Father
God, this morning while reading Your Word, I had a sinking feeling that I had
wandered back onto the wide a chaotic path. With Your Word open upon the floor
of my childhood bedroom, I prayed for direction. Suddenly, a strong feeling to
call my husband to discuss our marriage came over me. I wanted to obey. Yet, my
flesh began crying out, “This is your chance. Get out now while you can!” The
thought of returning to an unhappy marriage filled me with sorrow. Pride welled
within me as I told myself, "You will have to say you are sorry
first." I decided to drown out all
the other voices and to obey You.
Staying
still for a moment, I pondered how to keep Travis occupied while I privately
spoke to his father. "I'll drive to the beach." I thought.

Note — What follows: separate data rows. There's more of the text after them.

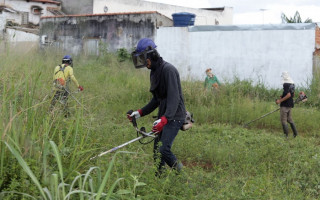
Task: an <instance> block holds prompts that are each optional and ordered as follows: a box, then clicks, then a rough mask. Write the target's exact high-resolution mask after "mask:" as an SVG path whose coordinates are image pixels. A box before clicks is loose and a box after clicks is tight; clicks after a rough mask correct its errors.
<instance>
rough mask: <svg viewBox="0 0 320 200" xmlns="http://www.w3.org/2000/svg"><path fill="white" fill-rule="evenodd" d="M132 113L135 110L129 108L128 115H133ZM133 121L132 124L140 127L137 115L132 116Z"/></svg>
mask: <svg viewBox="0 0 320 200" xmlns="http://www.w3.org/2000/svg"><path fill="white" fill-rule="evenodd" d="M132 113H133V110H129V111H128V112H127V115H131V114H132ZM131 122H132V124H133V126H134V127H138V125H137V121H136V117H135V116H132V117H131Z"/></svg>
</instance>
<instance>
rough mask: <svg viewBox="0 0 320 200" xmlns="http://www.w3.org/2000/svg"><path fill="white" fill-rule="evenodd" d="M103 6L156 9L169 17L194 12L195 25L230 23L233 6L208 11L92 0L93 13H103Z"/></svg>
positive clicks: (143, 3) (102, 0) (141, 11)
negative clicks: (217, 22)
mask: <svg viewBox="0 0 320 200" xmlns="http://www.w3.org/2000/svg"><path fill="white" fill-rule="evenodd" d="M105 6H107V7H108V12H107V13H118V12H142V11H157V12H159V13H161V14H163V15H165V16H167V17H169V18H170V19H172V14H173V13H177V12H190V13H194V14H196V19H195V25H215V24H216V21H218V22H219V24H220V25H231V24H232V18H233V8H230V7H226V8H225V10H224V11H209V10H201V9H196V8H187V7H181V6H174V5H168V4H162V3H154V2H147V1H141V0H94V3H93V14H98V13H105V12H104V7H105Z"/></svg>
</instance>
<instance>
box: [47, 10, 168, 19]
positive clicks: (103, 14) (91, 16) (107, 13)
mask: <svg viewBox="0 0 320 200" xmlns="http://www.w3.org/2000/svg"><path fill="white" fill-rule="evenodd" d="M136 14H159V15H162V14H161V13H158V12H157V11H143V12H120V13H100V14H81V15H64V16H44V17H41V19H46V18H59V17H92V16H107V15H136ZM162 16H164V15H162ZM164 17H166V16H164ZM166 18H168V17H166Z"/></svg>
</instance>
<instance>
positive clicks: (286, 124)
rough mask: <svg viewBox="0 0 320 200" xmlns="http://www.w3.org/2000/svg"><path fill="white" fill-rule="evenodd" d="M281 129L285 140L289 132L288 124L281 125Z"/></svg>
mask: <svg viewBox="0 0 320 200" xmlns="http://www.w3.org/2000/svg"><path fill="white" fill-rule="evenodd" d="M282 129H283V133H284V135H285V136H286V138H288V132H289V128H288V124H282Z"/></svg>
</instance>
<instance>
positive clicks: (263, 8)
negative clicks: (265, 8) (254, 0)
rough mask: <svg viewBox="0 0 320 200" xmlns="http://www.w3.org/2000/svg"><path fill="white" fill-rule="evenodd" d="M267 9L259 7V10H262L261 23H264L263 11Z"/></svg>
mask: <svg viewBox="0 0 320 200" xmlns="http://www.w3.org/2000/svg"><path fill="white" fill-rule="evenodd" d="M266 10H268V9H264V8H261V9H260V11H262V24H264V11H266Z"/></svg>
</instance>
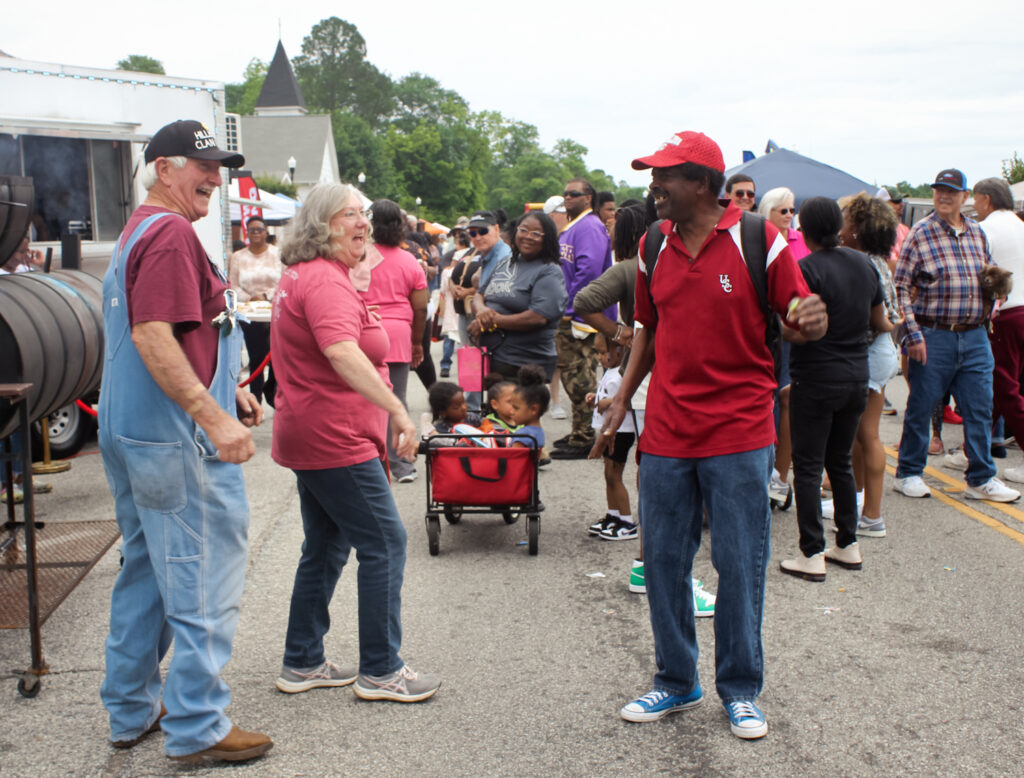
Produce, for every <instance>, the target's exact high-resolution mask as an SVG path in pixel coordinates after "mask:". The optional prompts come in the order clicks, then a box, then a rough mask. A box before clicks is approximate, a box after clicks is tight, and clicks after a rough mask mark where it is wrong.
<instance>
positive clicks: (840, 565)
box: [825, 541, 863, 570]
mask: <svg viewBox="0 0 1024 778" xmlns="http://www.w3.org/2000/svg"><path fill="white" fill-rule="evenodd" d="M825 559H827V560H828V561H829V562H835V563H836V564H838V565H840V566H842V567H845V568H846V569H848V570H859V569H860V568H861V567H862V566H863V561H862V560H861V558H860V544H859V543H857V542H856V541H854V542H853V543H851V544H850V545H849V546H847V547H846V548H845V549H841V548H839V546H834V547H831V548H830V549H825Z"/></svg>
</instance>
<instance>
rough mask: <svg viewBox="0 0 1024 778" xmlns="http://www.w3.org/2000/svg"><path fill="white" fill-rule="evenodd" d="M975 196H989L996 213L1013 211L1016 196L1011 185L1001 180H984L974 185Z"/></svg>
mask: <svg viewBox="0 0 1024 778" xmlns="http://www.w3.org/2000/svg"><path fill="white" fill-rule="evenodd" d="M974 193H975V195H987V196H988V197H989V198H990V199H991V201H992V208H993V209H995V210H996V211H1013V210H1014V196H1013V192H1012V191H1011V190H1010V184H1008V183H1007V182H1006V181H1004V180H1002V179H1001V178H982V179H981V180H980V181H978V183H976V184H975V185H974Z"/></svg>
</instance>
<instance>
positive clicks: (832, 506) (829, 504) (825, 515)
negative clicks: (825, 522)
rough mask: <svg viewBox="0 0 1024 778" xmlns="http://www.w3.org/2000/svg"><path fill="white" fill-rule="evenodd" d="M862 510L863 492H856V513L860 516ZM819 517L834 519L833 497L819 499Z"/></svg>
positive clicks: (863, 500)
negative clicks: (820, 499) (820, 501)
mask: <svg viewBox="0 0 1024 778" xmlns="http://www.w3.org/2000/svg"><path fill="white" fill-rule="evenodd" d="M863 512H864V492H863V491H858V492H857V515H858V516H860V514H861V513H863ZM821 518H822V519H835V518H836V504H835V502H833V499H831V498H829V499H828V500H822V501H821Z"/></svg>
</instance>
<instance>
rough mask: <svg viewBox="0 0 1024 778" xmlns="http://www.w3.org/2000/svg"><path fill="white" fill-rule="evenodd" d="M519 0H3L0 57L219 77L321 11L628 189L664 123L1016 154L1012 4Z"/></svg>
mask: <svg viewBox="0 0 1024 778" xmlns="http://www.w3.org/2000/svg"><path fill="white" fill-rule="evenodd" d="M522 5H523V7H524V8H525V10H521V11H517V10H515V4H506V3H503V4H501V5H499V4H497V3H482V2H479V1H478V2H473V3H466V2H452V1H451V0H434V2H432V3H420V4H417V7H418V8H422V10H404V9H406V8H408V7H410V4H408V3H395V2H379V3H378V2H371V3H364V4H359V5H355V4H350V3H339V2H337V0H335V1H334V2H322V1H321V0H299V2H295V3H283V2H281V0H275V2H269V1H267V0H250V1H249V2H245V3H215V4H214V3H193V4H183V5H171V4H168V3H166V2H159V3H158V2H151V1H150V0H135V2H123V1H122V0H104V2H103V3H102V4H93V3H82V2H81V0H76V1H75V2H71V1H70V0H49V1H48V2H45V3H35V2H22V3H7V4H6V7H5V9H4V11H3V25H2V28H0V50H3V51H5V52H6V53H8V54H10V55H12V56H16V57H19V58H23V59H31V60H36V61H43V62H57V63H63V64H75V66H83V67H93V68H114V67H115V63H116V62H117V60H118V59H120V58H122V57H123V56H126V55H128V54H132V53H137V54H146V55H148V56H153V57H155V58H157V59H159V60H161V61H162V62H163V63H164V67H165V69H166V71H167V73H168V75H170V76H179V77H184V78H201V79H208V80H217V81H223V82H238V81H241V80H242V77H243V73H244V71H245V68H246V64H247V63H248V61H249V60H250V59H251V58H252V57H259V58H260V59H263V60H264V61H269V60H270V58H271V57H272V56H273V52H274V48H275V47H276V44H278V37H279V23H280V26H281V27H280V29H281V38H282V40H283V42H284V44H285V49H286V51H287V52H288V55H289V56H290V57H292V58H294V57H295V56H297V55H298V54H300V53H301V47H302V39H303V37H304V36H306V35H307V34H308V33H309V31H310V29H311V28H312V26H313V25H315V24H316V23H317V21H319V20H321V19H323V18H326V17H328V16H331V15H340V16H341V17H342V18H344V19H346V20H348V21H350V23H352V24H354V25H355V26H356V27H357V28H358V30H359V32H360V33H361V34H362V36H364V38H365V39H366V41H367V49H368V58H369V59H370V61H372V62H373V63H374V64H375V66H377V67H378V68H379V69H381V70H382V71H384V72H386V73H388V74H390V76H391V77H392V78H395V79H397V78H400V77H401V76H403V75H406V74H409V73H412V72H414V71H419V72H421V73H424V74H427V75H429V76H432V77H433V78H435V79H437V80H438V81H439V82H440V83H441V85H442V86H444V87H445V88H449V89H454V90H455V91H457V92H459V93H460V94H462V95H463V97H465V98H466V99H467V100H468V101H469V104H470V107H471V109H472V110H474V111H482V110H493V111H500V112H501V113H502V114H504V115H506V116H507V117H510V118H513V119H517V120H520V121H523V122H528V123H530V124H534V125H536V126H537V127H538V128H539V129H540V132H541V141H542V143H543V144H544V145H545V147H548V148H550V147H551V146H552V144H553V143H554V141H555V140H556V139H558V138H561V137H568V138H572V139H573V140H575V141H578V142H580V143H583V144H584V145H585V146H587V147H588V148H589V149H590V153H589V155H588V158H587V162H588V164H589V165H590V166H591V167H597V168H602V169H604V170H605V171H606V172H607V173H609V174H610V175H612V176H613V177H614V178H615V179H624V178H625V179H626V180H628V181H630V182H631V183H636V184H646V183H647V181H648V180H649V176H648V175H647V174H645V173H636V172H634V171H632V170H631V169H630V161H631V160H632V159H633V158H635V157H639V156H641V155H645V154H649V153H650V152H652V150H653V149H654V148H655V147H656V146H658V145H659V144H660V143H662V141H664V140H665V139H666V138H668V137H669V136H670V135H671V134H672V133H673V132H676V131H678V130H700V131H703V132H706V133H708V134H709V135H711V137H713V138H714V139H715V140H717V141H718V142H719V144H720V145H721V146H722V150H723V153H724V154H725V160H726V166H727V167H731V166H733V165H737V164H739V163H740V162H741V161H742V160H741V155H742V150H743V149H744V148H749V149H751V150H754V152H755V153H757V154H758V155H761V154H762V153H763V152H764V147H765V143H766V142H767V140H768V139H769V138H771V139H772V140H774V141H775V142H776V143H778V144H779V145H781V146H784V147H787V148H792V149H794V150H797V152H800V153H801V154H804V155H807V156H809V157H813V158H815V159H817V160H819V161H821V162H824V163H826V164H829V165H833V166H835V167H837V168H840V169H842V170H845V171H847V172H848V173H850V174H852V175H854V176H857V177H858V178H862V179H864V180H866V181H868V182H877V183H896V182H897V181H900V180H908V181H910V182H911V183H913V184H918V183H922V182H930V181H932V180H933V179H934V176H935V174H936V173H937V172H938V171H939V170H940V169H942V168H946V167H958V168H961V169H962V170H963V171H964V172H965V173H966V174H967V177H968V180H969V181H970V182H972V183H973V182H974V181H977V180H978V179H979V178H984V177H986V176H991V175H998V174H999V172H1000V162H1001V161H1002V160H1005V159H1008V158H1009V157H1010V156H1011V155H1012V154H1013V153H1014V152H1015V150H1016V152H1018V153H1020V154H1022V155H1024V133H1022V128H1024V64H1022V62H1024V57H1022V55H1021V51H1022V46H1021V41H1020V36H1021V29H1022V25H1021V23H1022V21H1024V11H1022V10H1021V8H1022V6H1021V5H1020V3H1019V1H1018V0H992V1H989V0H983V1H982V2H977V3H972V4H964V3H956V2H948V0H933V1H932V2H927V3H926V2H915V3H912V2H902V3H900V2H892V1H891V0H889V1H888V2H876V1H874V0H861V2H859V3H823V2H820V0H817V1H813V2H807V1H806V0H792V1H791V2H779V3H768V2H760V3H753V2H746V0H738V1H735V2H706V3H702V4H700V5H701V7H699V8H697V7H694V6H695V5H696V3H693V2H681V1H680V0H675V1H674V2H660V1H655V2H650V1H649V0H648V2H630V1H627V2H603V1H602V0H597V2H589V3H580V4H578V5H575V6H573V5H571V4H569V3H565V2H562V3H528V4H522ZM825 6H826V9H823V8H825ZM100 8H101V10H100ZM283 8H284V9H287V12H286V14H284V15H283V11H282V9H283ZM42 9H45V10H42ZM538 9H540V10H538ZM2 112H3V107H2V99H0V113H2Z"/></svg>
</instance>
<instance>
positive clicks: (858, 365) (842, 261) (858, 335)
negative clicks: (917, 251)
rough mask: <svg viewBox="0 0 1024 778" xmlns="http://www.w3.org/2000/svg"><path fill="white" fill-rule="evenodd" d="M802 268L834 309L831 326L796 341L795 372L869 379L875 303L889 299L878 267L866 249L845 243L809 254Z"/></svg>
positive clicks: (813, 378)
mask: <svg viewBox="0 0 1024 778" xmlns="http://www.w3.org/2000/svg"><path fill="white" fill-rule="evenodd" d="M800 269H801V270H802V271H803V273H804V278H806V279H807V286H808V287H810V288H811V292H814V293H815V294H817V295H819V296H820V297H821V299H822V300H823V301H824V303H825V306H826V307H827V309H828V332H826V333H825V336H824V337H823V338H822V339H821V340H818V341H812V342H810V343H805V344H801V345H798V344H796V343H795V344H794V345H793V349H792V351H791V352H790V375H791V376H792V377H793V379H794V380H795V381H808V382H818V383H847V382H851V383H852V382H860V383H866V382H867V346H868V344H869V342H870V326H869V322H870V315H871V308H873V307H874V306H876V305H881V304H882V302H883V296H882V285H881V283H880V282H879V273H878V271H877V270H876V269H874V268H873V267H872V266H871V261H870V260H869V259H868V258H867V257H866V256H865V255H863V254H861V253H860V252H858V251H853V249H847V248H842V247H840V248H836V249H822V250H820V251H816V252H814V253H813V254H810V255H808V256H806V257H804V258H803V259H802V260H800Z"/></svg>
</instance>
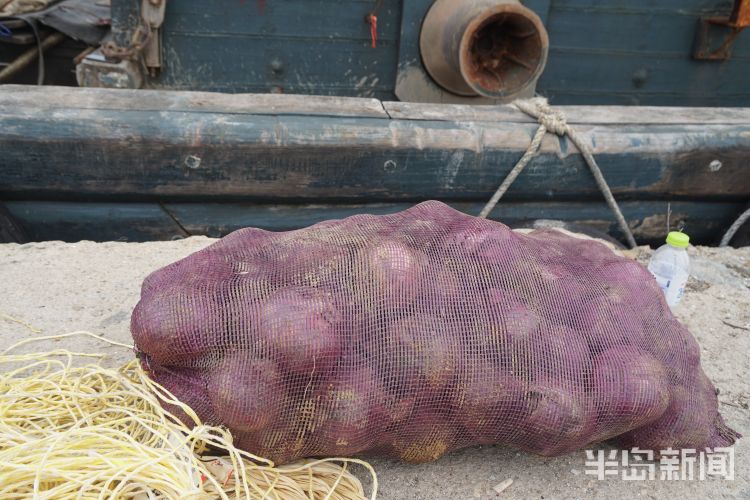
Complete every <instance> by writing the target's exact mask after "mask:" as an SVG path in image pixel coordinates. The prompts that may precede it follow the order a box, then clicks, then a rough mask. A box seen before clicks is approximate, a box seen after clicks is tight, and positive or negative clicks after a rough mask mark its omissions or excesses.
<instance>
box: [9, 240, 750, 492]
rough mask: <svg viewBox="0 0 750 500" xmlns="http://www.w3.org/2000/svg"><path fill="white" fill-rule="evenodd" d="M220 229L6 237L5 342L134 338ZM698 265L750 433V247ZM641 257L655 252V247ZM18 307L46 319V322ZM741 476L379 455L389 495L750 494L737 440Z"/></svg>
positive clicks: (743, 461) (36, 348) (384, 482)
mask: <svg viewBox="0 0 750 500" xmlns="http://www.w3.org/2000/svg"><path fill="white" fill-rule="evenodd" d="M211 241H212V240H210V239H207V238H203V237H197V238H189V239H186V240H181V241H174V242H154V243H91V242H81V243H76V244H64V243H60V242H46V243H31V244H26V245H15V244H6V245H0V331H1V332H2V335H0V347H2V348H5V347H7V346H9V345H11V344H13V343H15V342H17V341H18V340H21V339H25V338H29V337H33V336H35V335H45V334H46V335H53V334H59V333H65V332H70V331H74V330H82V329H85V330H90V331H93V332H97V333H100V334H102V335H104V336H105V337H108V338H111V339H116V340H119V341H124V342H129V341H130V334H129V332H128V324H129V317H130V311H131V310H132V308H133V306H134V305H135V304H136V302H137V300H138V296H139V289H140V285H141V281H142V280H143V278H144V277H145V276H146V275H147V274H148V273H149V272H151V271H153V270H155V269H157V268H158V267H160V266H163V265H165V264H168V263H170V262H172V261H174V260H176V259H179V258H181V257H184V256H186V255H187V254H189V253H191V252H193V251H195V250H198V249H200V248H203V247H204V246H206V245H207V244H209V243H210V242H211ZM691 254H692V258H693V266H694V272H693V274H694V277H693V278H691V281H690V283H689V290H688V294H687V296H686V297H685V299H684V301H683V304H681V305H680V307H679V309H678V311H677V316H678V317H679V318H680V320H682V321H683V322H684V323H685V324H686V325H687V326H688V327H689V328H690V330H691V331H692V332H693V334H694V335H695V336H696V337H697V339H698V341H699V343H700V345H701V350H702V359H703V366H704V368H705V370H706V372H707V373H708V375H709V377H710V378H711V379H712V380H713V381H714V382H715V384H716V385H717V386H718V387H719V389H720V390H721V393H720V395H719V399H720V401H721V407H720V410H721V412H722V413H723V415H724V417H725V419H726V420H727V422H728V423H729V425H730V426H731V427H733V428H734V429H736V430H738V431H739V432H741V433H743V434H745V435H748V436H750V411H748V404H749V403H750V382H748V375H749V374H750V370H749V369H748V365H749V364H750V358H749V357H748V352H749V348H750V330H749V329H750V248H745V249H742V250H732V249H721V250H719V249H710V248H697V249H691ZM639 257H640V258H641V259H647V258H648V250H641V252H640V255H639ZM2 314H6V315H10V316H13V317H15V318H18V319H21V320H23V321H26V322H28V323H30V324H32V325H33V326H34V327H36V328H39V329H41V330H42V332H43V333H41V334H34V333H32V332H30V331H29V329H27V328H26V327H24V326H22V325H20V324H17V323H14V322H12V321H10V320H8V319H2V316H1V315H2ZM51 346H61V347H62V346H64V347H66V348H69V349H75V350H84V351H89V352H105V353H108V354H111V356H112V358H111V359H110V361H109V362H110V363H115V362H117V363H119V362H124V361H126V360H128V359H130V357H131V353H130V352H129V351H128V350H126V349H122V348H118V347H110V346H106V345H102V344H101V343H99V342H97V341H91V340H89V339H84V338H71V339H66V340H63V341H58V342H52V341H48V342H41V343H39V344H36V345H34V346H33V349H39V350H48V349H49V348H50V347H51ZM735 461H736V464H735V479H734V480H733V481H728V480H724V479H710V480H706V481H698V480H694V481H666V480H659V479H657V480H653V481H634V482H630V481H623V480H621V479H620V478H617V477H615V478H609V479H607V480H603V481H599V480H597V479H596V478H595V477H593V476H590V475H587V474H585V471H586V470H587V468H586V466H585V463H584V462H585V454H584V452H577V453H573V454H570V455H567V456H563V457H559V458H551V459H550V458H540V457H536V456H532V455H528V454H525V453H519V452H516V451H514V450H509V449H504V448H500V447H482V448H472V449H467V450H463V451H459V452H457V453H453V454H451V455H449V456H447V457H444V458H443V459H441V460H439V461H437V462H435V463H431V464H425V465H420V466H413V465H404V464H400V463H396V462H393V461H387V460H375V461H373V465H374V466H375V468H376V469H377V471H378V473H379V479H380V486H381V489H380V493H381V494H380V498H384V499H396V498H398V499H407V498H408V499H458V498H495V497H497V496H498V495H497V494H496V493H495V492H494V491H493V486H495V485H497V484H498V483H500V482H502V481H503V480H505V479H508V478H512V479H513V481H514V482H513V484H512V485H511V486H510V487H509V488H508V489H506V490H505V492H504V493H503V494H502V495H500V496H502V497H503V498H540V499H542V498H544V499H551V498H555V499H557V498H630V497H638V498H671V497H677V498H679V497H682V496H687V495H689V496H691V497H693V498H750V445H749V444H748V440H747V439H743V440H741V441H740V442H739V443H738V445H737V446H736V448H735Z"/></svg>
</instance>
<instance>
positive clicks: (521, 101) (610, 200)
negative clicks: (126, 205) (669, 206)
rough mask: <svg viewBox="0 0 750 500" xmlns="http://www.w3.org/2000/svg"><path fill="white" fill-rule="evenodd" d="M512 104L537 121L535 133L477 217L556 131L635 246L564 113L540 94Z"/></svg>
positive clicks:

"Maybe Travis can play in the sand while I speak to LeeRoy."
As soon
as we arrived at the beach, I called my husband. I tried to talk to him about
our marriage, but his mind was made up. He was divorcing me, no matter what I
said.
After
our phone call ended, I sat motionlessly for a while. I couldn’t help but
notice how small, insignificant and weak I felt. The rejection was almost too
much to bear. Were we really getting a divorce? “That wasn’t the promise I had
been reading in Your Word for the past few years.” But now, LeeRoy was adamant.
I was not to return home.
Confusion
set in as questions rolled into my head. Were You were allowing me out of my
painful marriage? Was I being punished for pridefully walking away from Your
plan? I had no answers. I just knew that I was now standing at another
crossroad. Utter sadness came over me.